It’s January 22nd, the weather is calm, the wood dull and dripping. Crow, Magpie, Stock Dove, Nuthatch and Great Spotted Woodpecker call intermittently, Blue Tit and Great Tit chase and scold, when suddenly there’s a screeching call from above. Nothing seen at first, but then, against the flat mid-morning sky there’s a bright green shape, then two, close together, high in the trees. One bird is preening, the other pecking at the base of buds on the topmost branches, their slim yellowish green bodies, long tails and bright red bills in stark contrast to the greys and browns of a winter woodland. These exotic visitors are the two Rose-ringed Parakeets seen by Ian earlier in the morning flying towards the wood, birds which have been reported in West Park and at garden feeding stations in Whitmore Reans, Newbridge and along the Tettenhall Road since late summer. The species, which now nests in the West Midlands and which is firmly established in the South East of the UK, originated in central and north eastern Africa and in southern Asia. There have been captive birds in Great Britain since the mid 1880s, and in the 1930s small numbers were seen flying free in Epping Forest north east of London. Breeding was reported near Rochester in Kent in 1969, and by the late 1970s there were small nesting colonies in Kent and Surrey. Since then, as BBC television “Winterwatch” viewers will have seen recently, numbers in Greater London have risen dramatically, with thousands now roosting communally in parkland and at other green spaces. Small numbers have been reported in the West Midlands for decades, and in recent years nesting has been reported from the Sandwell Valley. There have been a handful of sightings involving single birds along the Smestow Valley since the 1980s, but this is the first time two have been recorded together locally. The effects nationally this species may have on native breeding birds is at present being investigated by Defra. Rose-ringed Parakeets are tree nesters, so woodpeckers, nuthatches and other species could be adversely affected. Certainly a Mistle Thrush that encountered our two birds in its breeding territory seemed uncertain how to react, approaching gingerly along a branch, then retreating as soon as the visitors squawked a warning. No wonder. It’s odds-on this was the first time the two species had ever come face to face locally. Watch this space!
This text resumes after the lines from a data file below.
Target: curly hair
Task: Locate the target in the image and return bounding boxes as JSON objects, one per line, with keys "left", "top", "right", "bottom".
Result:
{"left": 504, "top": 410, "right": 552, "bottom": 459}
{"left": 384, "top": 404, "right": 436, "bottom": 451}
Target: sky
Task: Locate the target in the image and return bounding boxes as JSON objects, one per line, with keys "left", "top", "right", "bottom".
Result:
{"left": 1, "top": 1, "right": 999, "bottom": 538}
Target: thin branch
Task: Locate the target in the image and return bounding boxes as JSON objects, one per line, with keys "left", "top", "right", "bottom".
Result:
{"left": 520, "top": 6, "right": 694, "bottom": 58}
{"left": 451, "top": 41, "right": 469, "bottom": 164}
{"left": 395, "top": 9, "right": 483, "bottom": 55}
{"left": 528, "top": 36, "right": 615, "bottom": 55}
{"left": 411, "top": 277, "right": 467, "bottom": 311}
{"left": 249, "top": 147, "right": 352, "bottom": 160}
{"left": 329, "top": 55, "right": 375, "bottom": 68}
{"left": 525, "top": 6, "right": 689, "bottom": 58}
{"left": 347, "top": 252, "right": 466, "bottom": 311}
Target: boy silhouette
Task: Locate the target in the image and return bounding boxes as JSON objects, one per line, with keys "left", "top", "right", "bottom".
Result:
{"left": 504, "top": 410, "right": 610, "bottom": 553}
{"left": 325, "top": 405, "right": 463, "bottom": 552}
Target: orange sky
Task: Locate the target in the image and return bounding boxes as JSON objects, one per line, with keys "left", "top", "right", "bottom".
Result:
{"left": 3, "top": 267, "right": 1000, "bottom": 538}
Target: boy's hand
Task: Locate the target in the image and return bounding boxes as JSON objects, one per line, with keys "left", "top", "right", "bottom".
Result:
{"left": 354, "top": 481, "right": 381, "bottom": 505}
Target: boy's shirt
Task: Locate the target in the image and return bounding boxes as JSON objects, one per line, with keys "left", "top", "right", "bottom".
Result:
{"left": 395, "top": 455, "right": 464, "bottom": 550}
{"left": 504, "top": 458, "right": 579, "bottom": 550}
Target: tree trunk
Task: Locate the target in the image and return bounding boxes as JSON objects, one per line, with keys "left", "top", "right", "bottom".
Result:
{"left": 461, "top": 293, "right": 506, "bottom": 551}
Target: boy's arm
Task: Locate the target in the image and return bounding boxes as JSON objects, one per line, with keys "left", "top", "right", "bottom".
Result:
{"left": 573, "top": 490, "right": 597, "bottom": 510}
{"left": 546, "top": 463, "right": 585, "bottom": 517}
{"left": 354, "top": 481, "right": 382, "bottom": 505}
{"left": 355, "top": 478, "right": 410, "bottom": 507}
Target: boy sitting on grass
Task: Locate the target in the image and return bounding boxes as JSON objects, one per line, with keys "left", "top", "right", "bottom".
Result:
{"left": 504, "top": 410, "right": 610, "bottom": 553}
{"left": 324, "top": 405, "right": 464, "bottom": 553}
Mid-winter reports from Dunstall Park lake have included a pair of Gadwall throughout the month (up to four birds have been seen there most winters since the early 2000s), up to seven Shoveler with a similar number of Teal, a pair of Mute Swan, at least eight Coot, with three or more Moorhen, up to three Snipe, a Grey Heron on 18th and a 1st-winter Grey Wagtail a daily visitor to the open Smestow brook culvert. Elsewhere on the racecourse up to 140 Canada Geese have been grazing on the central grass area, with three Greylag and a single albino of the same species, and 45 Lesser Black-backed Gull and more than 270 Black-headed Gull were present on 18th. At least one Common Buzzard visited regularly, a Great Spotted Woodpecker drummed from the oak copse near Tunstall Water Bridge from c.25th, and two Raven flew eastwards over the site on 18th. Two Nuthatch were with a Long-tailed Tit flock on 27th, and a Pied Wagtail pair were at their nesting territory in the hotel area on 4th and 27th.
Sightings from elsewhere along the valley included a Treecreeper in Newbridge wood on 16th, an immature male Kestrel perched by the Compton barleyfield on 22nd, and two Little Grebe (starting to show their summer plumage) on the canal by Newbridge wood on 29th. A Green Woodpecker called from the bottom of the barleyfield on 22nd, twenty three Redwing foraged on the school playingfield next to Newbridge wood on 27th, and a Bullfinch pair were on garden feeders by the old railway south of Hordern Road on 29th, the same day as a Coot was with Mallard and Moorhen on the canal by the Wildside Centre.